Struggling with the blog titles now, as we reach the end of Day 2 of Hadrian’21 and arrive in Greenhead after 23 arduous miles under the Cumbrian sun. Sorry to those of you facing flash floods down south this week.

We DID beat the rain, and arrived to find the new micropub at Thirlwall Castle still under construction.

The castle is just one of Greenhead’s many exciting OS entries, this tiny extract as busy as any outside of Waterbeach.

Sadly, Greenhead itself is little more than a hostel, hotel, cafe, primary school and church just off the A69. Wot no Chinese takeaway ?

Oh, and a railway line thundering past our bedroom window through the night under the bridge below.

Readers who can remember further back than last Friday (not me) may recall the Greenhead Hotel from a mere 21 months ago when I nipped in for a quick half when quick halves were still legal.

I noted then it had recently changed hands, and unbelievably it seems to have changed owners AGAIN during the pandemic. Luckily, those new owners are running the best hotel I’ve stayed at in years.

The new sign is actually quite clever if you look closely.

Looking at the photos from 2019 it doesn’t look a lot different; same giant fireplace and dangling glasses.

Talking of glasses, I could have done without the heavy jug (“Stop complaining you wimp” said Mrs RM).

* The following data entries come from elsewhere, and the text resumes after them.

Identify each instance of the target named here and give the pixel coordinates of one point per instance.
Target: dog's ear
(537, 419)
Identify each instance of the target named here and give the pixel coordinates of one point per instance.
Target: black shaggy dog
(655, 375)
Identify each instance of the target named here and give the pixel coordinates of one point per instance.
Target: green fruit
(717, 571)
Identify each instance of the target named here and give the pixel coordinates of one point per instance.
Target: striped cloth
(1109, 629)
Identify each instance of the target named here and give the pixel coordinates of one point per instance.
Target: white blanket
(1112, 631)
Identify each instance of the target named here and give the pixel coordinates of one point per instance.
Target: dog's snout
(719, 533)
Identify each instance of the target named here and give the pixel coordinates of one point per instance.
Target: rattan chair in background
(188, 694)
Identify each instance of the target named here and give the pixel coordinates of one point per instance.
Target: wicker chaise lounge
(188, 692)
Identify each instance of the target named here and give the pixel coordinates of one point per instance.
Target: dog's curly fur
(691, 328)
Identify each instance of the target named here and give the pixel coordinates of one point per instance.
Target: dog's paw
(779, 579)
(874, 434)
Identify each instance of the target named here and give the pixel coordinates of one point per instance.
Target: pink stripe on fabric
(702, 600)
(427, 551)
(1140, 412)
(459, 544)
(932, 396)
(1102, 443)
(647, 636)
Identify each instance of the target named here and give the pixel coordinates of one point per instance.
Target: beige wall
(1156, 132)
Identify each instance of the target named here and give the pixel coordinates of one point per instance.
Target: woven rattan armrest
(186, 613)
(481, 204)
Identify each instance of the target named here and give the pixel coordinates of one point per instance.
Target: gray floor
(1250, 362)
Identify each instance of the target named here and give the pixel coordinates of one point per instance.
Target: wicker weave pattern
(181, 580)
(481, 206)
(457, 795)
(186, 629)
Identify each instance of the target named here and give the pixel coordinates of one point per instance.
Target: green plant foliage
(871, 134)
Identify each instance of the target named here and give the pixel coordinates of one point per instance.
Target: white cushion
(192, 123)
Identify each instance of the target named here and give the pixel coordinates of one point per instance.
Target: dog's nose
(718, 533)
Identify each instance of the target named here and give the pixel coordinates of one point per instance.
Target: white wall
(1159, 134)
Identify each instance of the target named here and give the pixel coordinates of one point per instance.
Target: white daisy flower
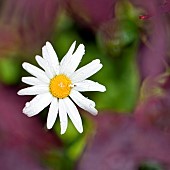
(59, 85)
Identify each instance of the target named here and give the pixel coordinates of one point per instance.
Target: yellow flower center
(60, 86)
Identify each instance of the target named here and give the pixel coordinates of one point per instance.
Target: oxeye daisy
(59, 85)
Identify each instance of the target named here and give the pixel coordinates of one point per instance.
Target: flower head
(59, 85)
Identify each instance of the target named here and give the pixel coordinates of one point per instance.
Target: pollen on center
(60, 86)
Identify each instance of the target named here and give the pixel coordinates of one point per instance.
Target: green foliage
(9, 71)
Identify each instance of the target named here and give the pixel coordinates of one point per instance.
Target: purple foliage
(32, 20)
(90, 13)
(120, 142)
(24, 141)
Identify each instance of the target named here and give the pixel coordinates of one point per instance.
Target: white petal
(34, 90)
(68, 54)
(48, 55)
(73, 114)
(72, 62)
(35, 71)
(52, 114)
(86, 71)
(44, 64)
(37, 104)
(53, 57)
(31, 81)
(63, 116)
(88, 85)
(83, 102)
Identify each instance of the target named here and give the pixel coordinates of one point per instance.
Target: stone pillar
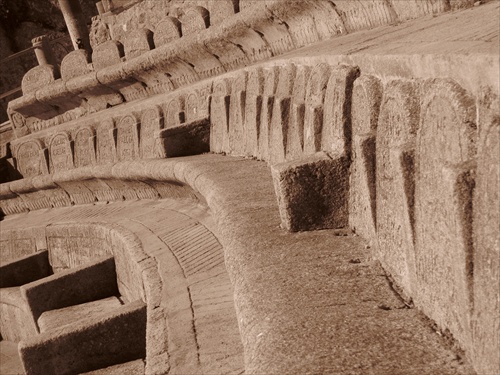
(43, 50)
(100, 7)
(73, 16)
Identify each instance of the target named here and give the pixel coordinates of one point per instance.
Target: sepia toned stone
(38, 77)
(336, 132)
(75, 64)
(107, 54)
(174, 112)
(151, 124)
(138, 42)
(31, 158)
(313, 118)
(106, 142)
(281, 114)
(84, 146)
(295, 135)
(366, 100)
(127, 140)
(271, 76)
(237, 114)
(167, 31)
(253, 108)
(395, 149)
(485, 323)
(219, 116)
(444, 180)
(194, 20)
(60, 153)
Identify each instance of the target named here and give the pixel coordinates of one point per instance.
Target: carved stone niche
(75, 64)
(151, 124)
(167, 31)
(127, 140)
(107, 54)
(38, 77)
(84, 147)
(222, 10)
(195, 19)
(31, 158)
(60, 153)
(138, 42)
(18, 122)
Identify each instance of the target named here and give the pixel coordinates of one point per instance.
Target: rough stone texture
(366, 99)
(16, 323)
(53, 319)
(395, 187)
(38, 77)
(187, 139)
(72, 287)
(167, 31)
(305, 191)
(444, 180)
(24, 270)
(88, 344)
(107, 54)
(75, 64)
(127, 139)
(485, 322)
(138, 42)
(60, 153)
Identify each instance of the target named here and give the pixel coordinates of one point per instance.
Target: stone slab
(58, 318)
(305, 191)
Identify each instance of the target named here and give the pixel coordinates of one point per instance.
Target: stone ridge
(338, 315)
(256, 33)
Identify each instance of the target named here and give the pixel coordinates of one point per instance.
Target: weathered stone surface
(53, 319)
(151, 124)
(295, 135)
(82, 284)
(127, 139)
(106, 142)
(194, 20)
(188, 139)
(31, 158)
(38, 77)
(253, 108)
(395, 150)
(271, 76)
(485, 322)
(84, 147)
(281, 114)
(90, 344)
(221, 10)
(60, 153)
(219, 115)
(107, 54)
(237, 114)
(336, 132)
(137, 42)
(167, 31)
(444, 179)
(366, 99)
(24, 269)
(174, 112)
(313, 118)
(75, 64)
(312, 193)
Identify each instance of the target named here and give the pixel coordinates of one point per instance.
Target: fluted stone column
(73, 16)
(43, 50)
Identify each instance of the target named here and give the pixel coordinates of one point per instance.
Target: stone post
(43, 50)
(73, 16)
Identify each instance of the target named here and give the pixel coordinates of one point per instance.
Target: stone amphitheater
(256, 187)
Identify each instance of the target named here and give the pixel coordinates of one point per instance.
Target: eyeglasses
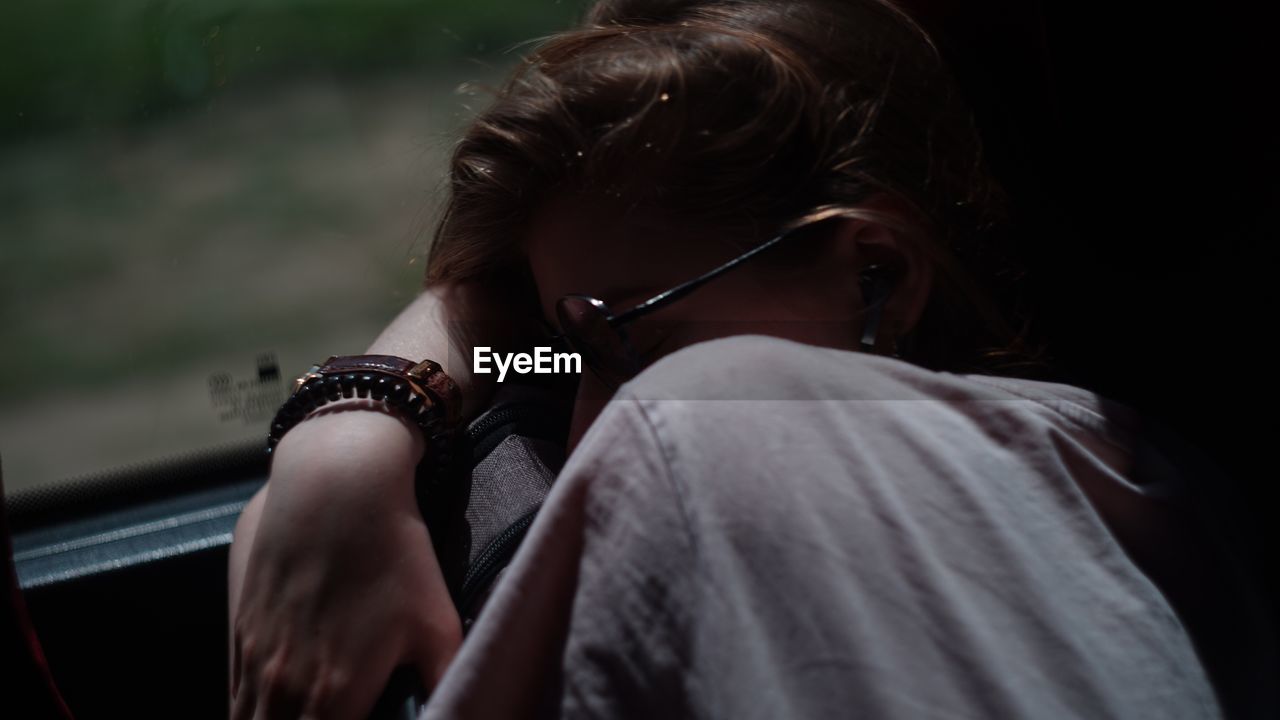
(589, 328)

I’d dared to approach the bar and note that trio of beers. I delayed a decision till the Dad on the table opposite went for the Cumberland Blonde. Mrs RM had the 3rd Blonde pulled, which was therefore the best (NBSS 3+). I was never going for a beer called Whapweasel, it brings back memories of Sunday afternoon TV.

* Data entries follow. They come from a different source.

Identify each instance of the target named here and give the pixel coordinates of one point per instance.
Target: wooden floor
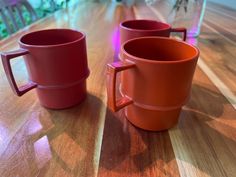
(90, 140)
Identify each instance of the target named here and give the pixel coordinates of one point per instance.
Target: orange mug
(56, 61)
(155, 81)
(140, 28)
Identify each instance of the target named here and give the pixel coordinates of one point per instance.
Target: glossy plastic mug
(140, 28)
(155, 81)
(56, 62)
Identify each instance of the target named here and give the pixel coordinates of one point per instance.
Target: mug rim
(158, 61)
(168, 26)
(53, 45)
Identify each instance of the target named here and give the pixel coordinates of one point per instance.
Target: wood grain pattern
(90, 140)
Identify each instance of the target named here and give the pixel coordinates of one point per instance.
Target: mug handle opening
(181, 30)
(6, 57)
(112, 70)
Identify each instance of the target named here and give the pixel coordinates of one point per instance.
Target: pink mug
(56, 61)
(140, 28)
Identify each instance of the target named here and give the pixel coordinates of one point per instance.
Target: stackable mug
(155, 81)
(56, 62)
(140, 28)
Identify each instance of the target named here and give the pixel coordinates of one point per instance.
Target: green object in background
(42, 10)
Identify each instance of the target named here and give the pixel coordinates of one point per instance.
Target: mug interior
(159, 49)
(145, 25)
(51, 37)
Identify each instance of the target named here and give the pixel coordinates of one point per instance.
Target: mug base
(62, 98)
(152, 120)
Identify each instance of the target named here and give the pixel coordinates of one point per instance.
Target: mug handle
(6, 57)
(181, 30)
(112, 70)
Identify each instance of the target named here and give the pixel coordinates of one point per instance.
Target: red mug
(155, 81)
(140, 28)
(56, 61)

But NO-ONE was here for beer (the hostel which might provide a few drinkers isn’t open yet), and the soundtrack (Natalie’s “Torn” and the Mac’s “Dreams”) matched the lamb cutlets.

OK, it’s not a cheese bap and a pint of Bathams, but I loved it. I’m afraid the only banter came from the septuagenarian diners arriving after us;

Hugging ? Is it allowed now ?

“And kissing ?

In your own castle, possibly. In a pub, never.

15 thoughts on “SORRY, WHAPWEASEL

  1. That is a nice logo design they’ve got there on the sign.I got curious about the meaning of Whapweasel and found this: “a Curlew’s whistle is the origin of the name.” Really it sounds like a euphemism for something, but we’ll have to consult Russ for the full definition I think. 😉

    I love that in the world of pub tickers, those gorgeous-looking lamb cutlets struggle to compare to the glories of a cheese bap.

    Natalie Imbruglia gets saddled with one-hit-wonder status over here, since Torn is her only song that got airplay (and even that one didn’t get so high on the charts). Did she have a more substantial career over there?

    Liked by 1 person

  2. Twenty three miles – I’m impressed, rather I’m more than impressed. I shan’t tell you how long my NDW walks have been, but normally, half that figure is good going for me.

    Are you sure you both weren’t running?


      1. Sorry, my error. I was thinking you’d walked the 23 miles in a single day!

        It was quite late when I posted that comment, and I also thought you were a fast walker, but wasn’t sure about Mrs RM.

        Glad you’re able to spend some time together enjoying the great outdoors – providing there are no bovines blocking your route! 🐂🐃

        Liked by 1 person

      2. 23 miles is certainly doable, but there’s a lot of stiles and fields and points of interest and there’s a shortage of accommodation so you’re risking overdoing it.


      3. About fifteen years ago I averaged about fifteen miles a day on the Coast to Coast Path with an old pal from Liverpool.
        There was a shortage of suitable accommodation along some of it so it varied from eight miles one day ( meaning many hours in Patterdale pubs ) to twenty miles on a couple of days.

        Liked by 1 person

  3. “a railway line thundering past our bedroom window through the night”
    Likewise in the Greyhound at Shap, but that’s the West Coast Main Line crossing another Path.


  4. Carvoran – what a great North Brythonic name that is.

    Mrs. E rather likes the gastro dimension to some pubs, but I prefer pub food to be like the bolt-on Thai operation at the Bartons Arms or the tandoori at the Vine myself.

    It’s give-and-take.

    Liked by 1 person

    1. Very much give and take, though I know Mrs RM would opt for the Vine at West Brom or Thai at Wrestlers in Cambridge over the gastropub.

      Don’t think I’ve taken her to the Barton Arms though we have done the Oakham Thai Tap in Peterborough.

      Carvoran sounds like a UK prog band!


      1. Yes, Birmingham’s quite good for exotic food, Thai in the Bartons Arms and Indian in the Hen and Chickens.
        And Palmers Tally Ho in the Hen and Chickens a couple of years ago.